It has been 90 days since my son came home. It's been 97 days since his mother died. The boy is 10 years old, it's been 90 days since I found out I was a father.
I knew a girl once, the boy's mother. She was, well she was different. We grew up a few streets apart. She kept to herself mostly, her entire family did. When she stopped coming to school there were murmurs about her father's ailing mental health. Teenagers are cruel, so most of that was, I guess children being, cruel. I saw her again my 1st year of college in a bar back home during the last week of summer break. We knew each other a bit, and I was quite shocked to see her so I went up to her and we spoke, she was a bit shy at first but after some time we got on quite well. I woke up in her bed the next morning and that was the last time I saw her. I went back to school and you know what they say about "the rest". I suppose she told her someone about the paternity because I received a call from social services, I went back home and it checked out. The paternity test was positive but unnecessary, the boy looked exactly like I did at his age. He had nowhere else to go and I was his father so I took him.
The transition is testing to say the least, you see he found her, the boy. It was just the two of them and he found her, hanging. A little boy found his mother, dead. The only thing she wrote on the note didn't even make sense. The note read "He might be a cuckoo". That was it.
I took time off work the first few weeks. I figured it would be good for us both, get to know each other, get him acquainted with his new reality and mine, and work through his trauma together. The trauma counsellor also thought it would be for the best. Initially the boy was withdrawn, he spoke very little if ever, couldn't sleep through a night. I have to admit I have no idea what I'm doing, I just try to let him know that I'm there and I'm not going anywhere. I can't imagine what it must be like for him, to lose your mother in such a horrific way. Then to live with a total stranger who says he is your father, who was never there your entire life. I knew it would be an uphill battle but this was my life now.
Something strange happened the first week of the second month. I woke up and he was standing at the foot of my bed, just standing there, just watching me. I was absolutely freaked out and asked him what was going on. He smiled! The boy smiled for the first time since we had met and he spoke to me. He said he wanted to go out, I was overjoyed! I jumped out of bed and changed my clothes. There was no time for a shower, I didn't want the talking to stop. We headed to the park and we were just talking. He was, he was happy, he laughed, he ran around, he played with the other kids, he was just like the other kids. I couldn't believe what I was seeing. When he got hungry he came to me and we went to the mall and we got pizza and headed back home. We must have spoken about a thousand different things. He told me about his friend from back home, I told him about my friends who were excited to meet him, at the end of the day I tucked him into bed and he slept! He slept through the night. It was a good day.

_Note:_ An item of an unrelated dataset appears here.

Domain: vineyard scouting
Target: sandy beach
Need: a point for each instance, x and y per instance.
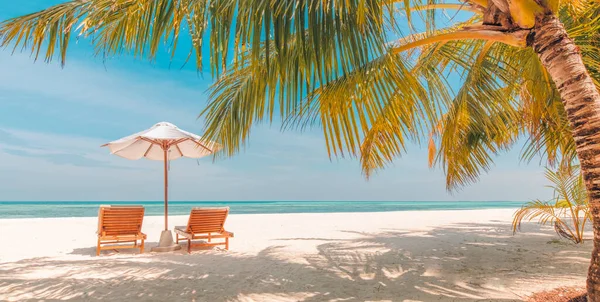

When I woke up the next day, I went to his room to wake him up, I was excited, another day with my son, I wanted to take him fishing like my father and I used to. When I got there, he was up but something was different, when I walked in he looked at me, then looked away, no smile. In fact he didn't speak to me at all. No matter how much I tried, when I asked if he was hungry he only nodded. I was disappointed but I didn't want to show him that. While he was having breakfast I called his counsellor, I tod her about the day before and how engaging he was, how he smiled and laughed and today, it was as if we had taken 10 steps back and he had retreated back into his shell. She told me that was natural, that I should expect some days to be harder than others. She suggested I get the boy a notepad, so that he could communicate with me in a way that felt safe. And so after breakfast we got ready and headed to the mall, I got him a notepad among other things. I explained to him what the purpose was and he seemed to understand it because the very first note he handed me after I suggested we go to the park again read "I want to go home". It was another quiet day, we went home and no matter how much I tried, he didn't say a word.
This continued for the next few days, one or two sentences every now and again but mostly he kept to himself and kept quiet. Before bed one night, I recalled how happy he looked that day at the park, how he played with some lady's dog and I knew what i had to do. When the counsellor came to see him the next day I went out and came back with a puppy. When I presented it to him, he smiled and I felt victorious. He and the pup were nearly inseparable. I was glad he had a friend, even if that wasn't me, I always tried to make sure he knew I was there.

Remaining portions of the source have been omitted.